Background information
- Born: April 3, 1947 Ottawa, Ontario
- Died: 10 May 1979 (aged 32) Ottawa
- Occupations: Singer; songwriter; performer;

= James Leroy =

James Leroy (April 3, 1947 – May 10, 1979) was a Canadian singer, songwriter, recording artist and performer.

==Early life==

James Leroy was born in Ottawa, Ontario and spent his childhood and adolescence in Martintown, Ontario before returning to Ottawa.

==Career==
Leroy's music career commenced as a folk singer and songwriter for local bands. Local impresario Harvey Glatt agreed to produce and manage Leroy. Glatt produced Leroy's first single, "Touch of Magic", which reached Number 6 on the Canadian Top Singles Chart, published by RPM Magazine. In 2002, the song received the Classic Award from the Society of Composers, Authors and Music Publishers of Canada, for achieving more than 100,000 plays on Canadian radio.

Glatt also arranged for Adam Mitchell to produce the subsequent album, James Leroy and Denim, released by GRT Records in 1973. Denim, Leroy's supporting group, included Gary Comeau, one of the founding members of The Esquires, a nationally recognized Canadian band, and Val Tuck of Canada Goose. Two further singles from the album, "You Look Good in Denim" and "Make It All Worthwhile" were top 20 Canadian singles.

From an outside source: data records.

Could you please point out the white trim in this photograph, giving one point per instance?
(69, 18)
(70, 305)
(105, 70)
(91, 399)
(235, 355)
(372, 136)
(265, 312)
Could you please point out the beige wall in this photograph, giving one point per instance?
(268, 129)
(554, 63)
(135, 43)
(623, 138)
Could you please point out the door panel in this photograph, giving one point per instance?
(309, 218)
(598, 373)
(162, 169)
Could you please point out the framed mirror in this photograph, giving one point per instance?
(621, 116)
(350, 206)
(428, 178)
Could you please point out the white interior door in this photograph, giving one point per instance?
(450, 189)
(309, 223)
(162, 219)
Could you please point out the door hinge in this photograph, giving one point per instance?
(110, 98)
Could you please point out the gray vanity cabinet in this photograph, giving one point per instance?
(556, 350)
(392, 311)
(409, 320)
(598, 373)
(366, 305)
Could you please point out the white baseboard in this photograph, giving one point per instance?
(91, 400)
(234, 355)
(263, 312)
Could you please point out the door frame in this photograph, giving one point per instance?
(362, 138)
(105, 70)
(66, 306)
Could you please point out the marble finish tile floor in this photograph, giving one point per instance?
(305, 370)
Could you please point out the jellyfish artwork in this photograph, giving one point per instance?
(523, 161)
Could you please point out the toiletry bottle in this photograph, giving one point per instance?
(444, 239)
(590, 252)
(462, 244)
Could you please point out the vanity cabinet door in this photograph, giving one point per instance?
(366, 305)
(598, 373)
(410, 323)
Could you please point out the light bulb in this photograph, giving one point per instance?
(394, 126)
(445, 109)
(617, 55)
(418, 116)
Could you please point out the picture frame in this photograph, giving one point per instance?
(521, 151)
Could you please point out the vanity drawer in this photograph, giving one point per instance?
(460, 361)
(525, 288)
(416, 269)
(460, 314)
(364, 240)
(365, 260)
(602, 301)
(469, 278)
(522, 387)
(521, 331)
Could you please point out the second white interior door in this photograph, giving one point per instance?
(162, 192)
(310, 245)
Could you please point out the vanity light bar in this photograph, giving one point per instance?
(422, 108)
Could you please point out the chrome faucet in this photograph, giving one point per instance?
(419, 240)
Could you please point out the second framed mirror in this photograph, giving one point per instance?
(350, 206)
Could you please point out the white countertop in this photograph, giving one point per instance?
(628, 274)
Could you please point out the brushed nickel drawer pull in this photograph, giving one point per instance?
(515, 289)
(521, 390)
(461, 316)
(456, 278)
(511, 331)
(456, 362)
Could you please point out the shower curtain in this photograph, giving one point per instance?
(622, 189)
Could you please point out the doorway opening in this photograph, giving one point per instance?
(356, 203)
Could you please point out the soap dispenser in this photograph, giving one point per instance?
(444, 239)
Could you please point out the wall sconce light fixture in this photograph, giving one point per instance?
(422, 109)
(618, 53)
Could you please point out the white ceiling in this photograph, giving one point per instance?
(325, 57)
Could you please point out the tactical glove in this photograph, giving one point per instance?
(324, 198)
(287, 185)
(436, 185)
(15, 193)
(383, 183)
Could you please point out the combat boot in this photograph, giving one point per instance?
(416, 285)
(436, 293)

Leroy dissolved Denim in 1974 and attempted to develop a solo career. Two singles were produced by Ian Thomas, but were not successful. An anticipated solo album did not materialize. In 1976, he joined Major Hoople's Boarding House from Kitchener, Ontario and later the name was changed to Boarding House. They toured the Maritimes.

In late 1978, Leroy and new manager, Martin Onrot, began assembling a band, composed on several ex-Denim players and some new musicians. This band undertook a cross-Canada tour. He also had plans to crack the U.S. market at this time.

==Death==
Leroy committed suicide in an Ottawa hotel room on May 10, 1979, at the age of 32.